More than a year has gone by since the re-imposition of floor price on stocks. During this time, investors have navigated various economic challenges. The assets, which they wanted to see not going below a certain value [through artificial means], have remained illiquid, preventing them from encashing those.
That had varied outcomes. Investors might have failed to grab lucrative investment opportunities had they come across any. Or, they could not sell assets in an emergency. Or, they might have had to shelve plans for which they were expecting funds from the stock market.
Exposures to such scenarios, I am sure, have changed investors' perceptions of the value of their assets that they see on paper. And, they have developed a pessimistic sentiment about the market.
What is more damaging is that such sentiment will only spread and intensify with time across the class of investors. The other day a national daily reported on how illiquid investments in securities have been eating into banks' profits. These investments were actually from deposits in banks. Lower profits resulted in lower dividends to shareholders. Representatives from banks said they would not risk investing in stocks any further in a stagnant market.
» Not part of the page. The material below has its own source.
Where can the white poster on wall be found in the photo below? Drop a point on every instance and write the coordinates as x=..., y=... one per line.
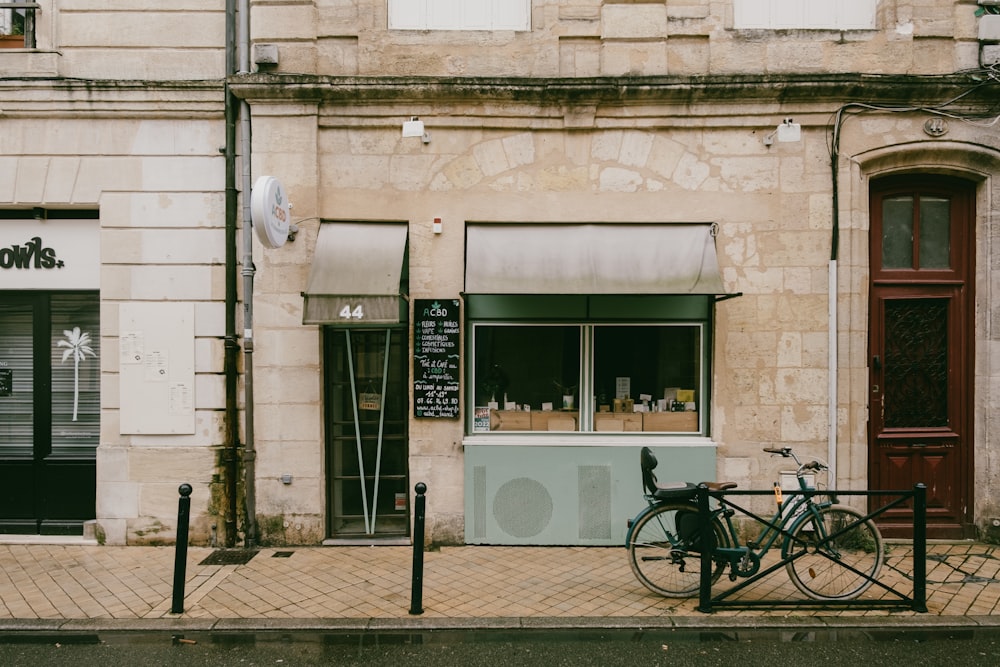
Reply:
x=157, y=368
The market is a place where the value of assets -- a stock for example -- is determined by people's perceptions. No good or service that is worth Tk 100 now can be Tk 120 the next day. In terms of quality or material, nothing changes. What changes is people's perceptions about it -- maybe because of an earnings disclosure or the outcome of a business deal or a lawsuit. So, when investors think a stock is good to invest in, they put bets on it. As demand goes up surpassing the supply, the stock price climbs. The situation takes a reverse turn when a stock is thought to be a bad investment.
This entire process of stock price determination has remained halted, slowly eroding the confidence of the same investors who might have heaved a sigh of relief when the floor price was imposed.
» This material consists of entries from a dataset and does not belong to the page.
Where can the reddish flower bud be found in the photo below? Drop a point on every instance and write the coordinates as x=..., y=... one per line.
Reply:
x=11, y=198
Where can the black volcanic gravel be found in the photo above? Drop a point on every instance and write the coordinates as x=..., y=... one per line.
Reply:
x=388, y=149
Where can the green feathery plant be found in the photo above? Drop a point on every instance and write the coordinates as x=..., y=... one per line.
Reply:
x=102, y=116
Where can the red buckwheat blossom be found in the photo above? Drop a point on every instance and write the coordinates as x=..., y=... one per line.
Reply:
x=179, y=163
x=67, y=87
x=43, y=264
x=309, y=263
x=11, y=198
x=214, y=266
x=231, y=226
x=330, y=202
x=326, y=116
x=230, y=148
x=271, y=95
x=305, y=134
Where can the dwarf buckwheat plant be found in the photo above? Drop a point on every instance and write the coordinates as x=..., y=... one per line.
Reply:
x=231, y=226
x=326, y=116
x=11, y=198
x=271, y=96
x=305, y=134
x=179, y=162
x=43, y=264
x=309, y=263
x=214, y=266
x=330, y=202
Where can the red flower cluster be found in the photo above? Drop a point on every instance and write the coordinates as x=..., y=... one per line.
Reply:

The chairman of the Bangladesh Securities and Exchange Commission (BSEC) repeatedly said the price restriction would not be lifted until the economy returned to a sort of normality.
That means he has been looking forward to a time when the pressure on the foreign exchange reserves would ease, inflation would calm down, and a favourable business environment would prevail. Such a scenario is not yet on the horizon.
As time stretches on, investors will get impatient with the market. New companies will also not be willing to get listed unless they have an ill motive. The market has been a witness to many incidents when company owners siphoned off money raised through an initial public offering and fled the country.  
Against this backdrop, whenever investors will get the opportunity to leave the market they will.
They have already shown reluctance to inject fresh funds into listed securities. They do not have any tool to help them decide if a stock is cheap or expensive at the floor price even after the company has revealed a remarkable profit growth. This is because the stock has had no momentum for months. When you look at a graph, what you see is a straight line (in most cases). No ups and downs. The stock has hardly shown any sign of existence. It is now like a human being with no heartbeats.
Many of the investors wanting to dispose of holdings at floor price in the event of a financial crisis are finding no buyers these days. On the other hand, some buyers, who expect to make gains in the immediate future, might find the present moment an opportune one.
Hence, the driving forces of the market -- demand and supply -- have largely been replaced by a mix of despair, shock, and fading hopes.
The dimming hopes will be finally extinguished if the present situation continues for long.
The mutual fund industry can be a good example here. Policies once thought to be in favour of fund managers eventually have gone against them. Investors have turned away from MFs though some mutual funds are earning well and give good returns. Now, we see most MFs trade at lower than the face value and their assets are much higher than the market value.
We learn a good lesson here; it is hard to repair a tainted image.